Nişantaşı- Kantin: Belki birçok kişi için yeni bir mekan değil ama ben yeni keşfediyorum. Bu mekanı bebek bekleyen ve doktoru nişantaşında olduğu için keşfeden ablam sayesinde buldum :) nişantaşında sokak içinde 2 katlı bir mekan burası.. alt kat paket servisleri için kullanılıp üst kat ise restoran olarak hizmet veriyor.

Mekan dışardan çok iddialı gözükmüyor ama içeride gerçektende herkesin ağız tadına uyabilecek güzel tatlar var. Öğlen saatleri genelde çevredeki iş yerlerinde çalışan iş adamlarının vs uğradığı ve bu yüzdende yoğunluğun eksik olmadığı bir mekan. bu yüzden biz genelde öğlen 1'den sonra gitmeyi ve rahat rahat yemek yemeği tercih ediyoruz.

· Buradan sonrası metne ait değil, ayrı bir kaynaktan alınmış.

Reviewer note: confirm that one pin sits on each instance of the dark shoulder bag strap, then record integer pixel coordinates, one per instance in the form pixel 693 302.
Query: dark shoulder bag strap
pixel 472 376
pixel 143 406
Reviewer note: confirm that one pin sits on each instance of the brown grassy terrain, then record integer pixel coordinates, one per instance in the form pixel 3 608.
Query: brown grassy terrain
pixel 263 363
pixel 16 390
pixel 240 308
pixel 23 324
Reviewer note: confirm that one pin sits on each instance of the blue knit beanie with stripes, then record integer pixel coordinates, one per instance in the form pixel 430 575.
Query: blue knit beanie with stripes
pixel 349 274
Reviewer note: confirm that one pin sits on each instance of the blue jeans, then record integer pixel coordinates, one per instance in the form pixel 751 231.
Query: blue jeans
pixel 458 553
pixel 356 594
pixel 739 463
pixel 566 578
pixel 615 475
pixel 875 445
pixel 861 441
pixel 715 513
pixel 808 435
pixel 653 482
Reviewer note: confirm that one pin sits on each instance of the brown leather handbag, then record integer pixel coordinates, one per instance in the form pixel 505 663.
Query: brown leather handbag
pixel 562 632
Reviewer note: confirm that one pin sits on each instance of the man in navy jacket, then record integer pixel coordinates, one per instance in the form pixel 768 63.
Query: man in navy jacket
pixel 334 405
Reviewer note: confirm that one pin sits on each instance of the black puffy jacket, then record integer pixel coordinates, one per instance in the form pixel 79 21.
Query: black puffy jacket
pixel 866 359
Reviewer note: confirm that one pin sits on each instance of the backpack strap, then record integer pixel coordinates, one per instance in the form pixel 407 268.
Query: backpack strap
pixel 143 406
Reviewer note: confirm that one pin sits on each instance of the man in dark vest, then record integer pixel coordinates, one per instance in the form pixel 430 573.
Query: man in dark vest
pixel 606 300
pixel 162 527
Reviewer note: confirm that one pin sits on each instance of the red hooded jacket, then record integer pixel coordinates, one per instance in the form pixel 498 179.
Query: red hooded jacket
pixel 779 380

Yemekler kara tahtanın üstüne yazılı ve siz duvardan ne isterseniz onu sipariş veriyorsunuz. cok fazla yemek seçeneği yok ama ellerinde olanlarda herkesin ortak beğenisine uyan yemekler. Zaten hergün neredeyse aynı yemek çıkmıyor yani her seferde farklı tatlar sizi bekliyor olabilir.

Ben en son gittiğimde Falafel yedim ve çok beğendim ( Paris'e yolu düşenler için söylüyorum..gelecek yazımda dünyanın en ünlü falafelcilerinin olduğu mekanı size anlatacağım). Asıl yan masada görüpte tadamadığım yaprak ciğer aklımda kaldı ama olsun :) o da başka bir sefere...
Yemekten sonra size mutlaka ama mutlaka tavsiye edeceğim bir tatlı var! Kestaneli beze!! Aman tanrım.. muhteşem ötesi, ağızda dağılan ve çikolata sosuyla oluşan bir tatlı bu! genelde kestane sevmem ama bu başka birşey.. mutlaka yolunu düşerse yemeden bu mekandan ayrılmayın, yoksa çok şeyler kaybedersiniz, benden söylemesi.